Aileen, the fifth of our six children who went to college, had been All-American soccer player in high school. Her first year at Bowdoin she was chosen to play on the varsity team. A few games into the season, injuries ended her soccer career. Today, six operations later, Aileen can walk without pain. She can also skydive, with her teddy bear tucked in her parachute, and bungee jump off cliffs in New Zealand, and Heaven knows what else she hasn't told us about. Still, after four years of hard work-- and `well trained boyfriends' her father says-- Aileen was to receive her B.A. in Biology.
Nothing makes a mother more happy than to see her children do well. On the long drive up, Brian and I had reminisced over our children. We couldn't believe the last four years had gone so fast. One by one our children were leaving our nest. In two years our youngest, Eirene, will graduate from Brown University. It is both exciting and sad to see them grow up and leave us. I know I have been blessed. Especially since I have also found my own long-lost son.

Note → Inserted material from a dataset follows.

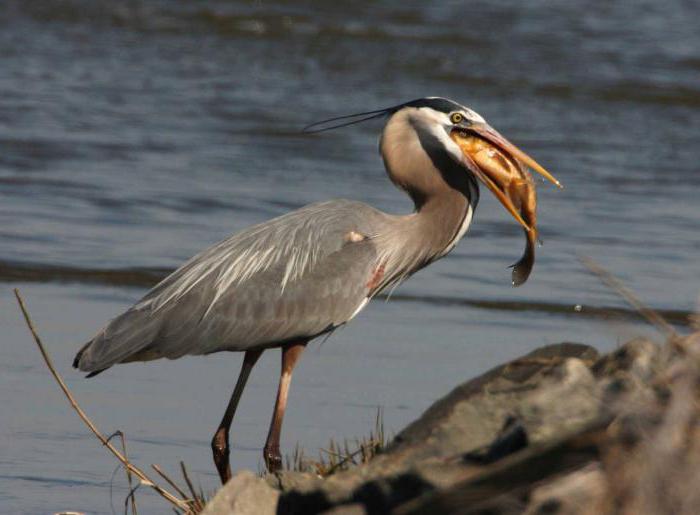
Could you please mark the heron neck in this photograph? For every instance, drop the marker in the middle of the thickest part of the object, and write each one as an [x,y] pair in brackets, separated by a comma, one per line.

Near the end of World War II a young girl named "Mai" was born in Quang Ngai, one of the poorest provinces in central VietNam. Mai's grandfather, the patriarch, was a major landowner in the valley and possessed hereditary power and wealth. He had also chosen, in a valley of Buddhists, to become a Cao Dai. One night, when Mai was one year old, jealous local Viet Minh came to her home and killed her grandfather, her father and her uncles. They threw Mai's mother, seven months pregnant with her fourth child, into jail. Then they seized the family home and slaughtered all the animals for a banquet. As their excuse, the Viet Minh-- who were also Mai's neighbors-- said Mai's grandfather was supporting the Japanese. That was a cowardly lie. The truth was that he was Cao Dai. He had worshiped the wrong religion.
Mai grew up with her older sister and brother, and her youngest bother. She had no father, and the family no longer had wealth. Mai's mother was in and out of jail so many times she soon stopped caring what happened to her. She became fearful and angry, hard and full of hatred. She beat up her children whenever her fear took over her heart, which was quite often as Mai remembered it.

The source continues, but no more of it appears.